Proof that APS is isosceles

thanks for your help

We like to help you solve problems yourself, and that requires us to have some idea of what help you need. Please show us any ideas you have, and any theorems you think might be useful.

I'll give you a start. The first thing I'd tell you to do is to make a picture (which also implies thinking about the meaning of the problem), so I'll make one for you:



I made this by deliberately placing P in the right place; can you see how I might do that? And it looks like the claim is correct, but of course we need a proof, not a "seems".

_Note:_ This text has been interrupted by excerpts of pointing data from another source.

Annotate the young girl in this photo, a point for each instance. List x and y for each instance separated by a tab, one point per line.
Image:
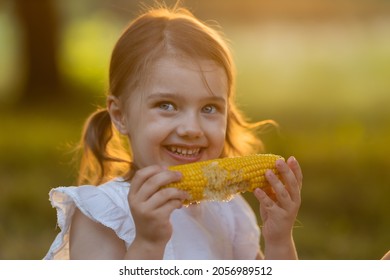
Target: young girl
171	94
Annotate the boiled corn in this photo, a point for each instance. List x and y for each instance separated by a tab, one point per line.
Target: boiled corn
221	179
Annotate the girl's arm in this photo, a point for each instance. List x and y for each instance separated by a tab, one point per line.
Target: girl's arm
151	208
279	216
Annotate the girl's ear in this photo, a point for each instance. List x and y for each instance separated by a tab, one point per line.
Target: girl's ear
116	114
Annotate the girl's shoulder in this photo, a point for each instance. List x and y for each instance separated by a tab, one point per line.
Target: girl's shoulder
105	204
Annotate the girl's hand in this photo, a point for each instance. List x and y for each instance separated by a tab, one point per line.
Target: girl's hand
151	206
279	216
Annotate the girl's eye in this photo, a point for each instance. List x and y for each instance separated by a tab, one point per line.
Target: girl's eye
209	109
166	106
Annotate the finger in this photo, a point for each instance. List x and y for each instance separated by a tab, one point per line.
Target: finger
141	176
296	169
153	184
265	201
166	196
289	179
282	195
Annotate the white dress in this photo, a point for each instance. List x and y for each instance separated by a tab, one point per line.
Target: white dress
208	230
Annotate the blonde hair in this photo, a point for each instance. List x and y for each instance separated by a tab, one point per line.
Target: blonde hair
148	37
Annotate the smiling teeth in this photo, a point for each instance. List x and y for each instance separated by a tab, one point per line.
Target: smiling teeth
184	151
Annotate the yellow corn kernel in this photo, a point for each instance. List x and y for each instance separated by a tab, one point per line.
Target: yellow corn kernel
221	179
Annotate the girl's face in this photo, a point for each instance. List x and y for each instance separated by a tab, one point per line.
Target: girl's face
180	114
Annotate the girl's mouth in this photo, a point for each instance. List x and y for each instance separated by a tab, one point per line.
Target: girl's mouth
184	151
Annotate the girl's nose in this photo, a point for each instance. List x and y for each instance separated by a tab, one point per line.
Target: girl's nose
190	127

My next thought might be to try drawing another line that could produce a pair of similar or congruent triangles. I see a good place to do that. What ideas do you have?

 

[Thales12345]

I have already made a drawing and I was also thinking about congruent triangles. I made a parallelogram of it but I don’t think that’s it and now I’m stuck.

Maybe another option is working with a line segment bisector through M?

 

[Dr.Peterson]

Aim for similar triangles, not congruent. And don't add too much at once.

Try this parallel line:



Also, you might want to find some lengths. What are AP and PC in terms of a, b, and c? (That's what I used to construct my figure.)

 

[Thales12345]

Suppose that S is the intersection of b and that parallel line

angle MPS = angle QPA (opposite angles)
angle PMS = angle AQP (alternate interior angles)
so, if we can prove that PSM is isosceles, we can prove that AQP is isosceles.
but, I don’t find a way to show that |PS| = |MS| or that angle MPS = PMS ...

 

[Dr.Peterson]

Good so far.

Now use the fact that M is the midpoint to find CS and MS. (What special line is MS?)

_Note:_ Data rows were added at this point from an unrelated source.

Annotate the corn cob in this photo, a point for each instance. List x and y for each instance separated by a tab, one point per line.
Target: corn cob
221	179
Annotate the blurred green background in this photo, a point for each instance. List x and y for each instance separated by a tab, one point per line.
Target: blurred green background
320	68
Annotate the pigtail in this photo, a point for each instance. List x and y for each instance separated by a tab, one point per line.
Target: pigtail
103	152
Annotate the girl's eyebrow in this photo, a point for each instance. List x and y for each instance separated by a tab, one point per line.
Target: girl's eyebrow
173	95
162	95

Don't forget to do what I asked: What are AP and PC in terms of a, b, and c?

 

[Thales12345]

I don’t understand why you would use |CS|. I thought I was working with triangles PSM and AQP?
I can only see that MS is a parallel line to BA. Is MS a special line in other cases? I can’t find it.

|AP| + |PC| = b
|PC| - |AP| = c (I used this one to locate P)
Is this info necessary to come to the solution?

With Thales’ Theorem I’ve come to this, but I don’t know if it’s useful..
|CS|/|CA| = |CM|/|CB| = |MS|/|BA|

 

[Dr.Peterson]

I don’t understand why you would use |CS|. I thought I was working with triangles PSM and AQP?
I can only see that MS is a parallel line to BA. Is MS a special line in other cases? I can’t find it.

For my method, the important thing is to get |MS| and |PS|, which are part of the triangles of interest. What you'd really like to do is to show that PSM is isosceles, so that AQP also is.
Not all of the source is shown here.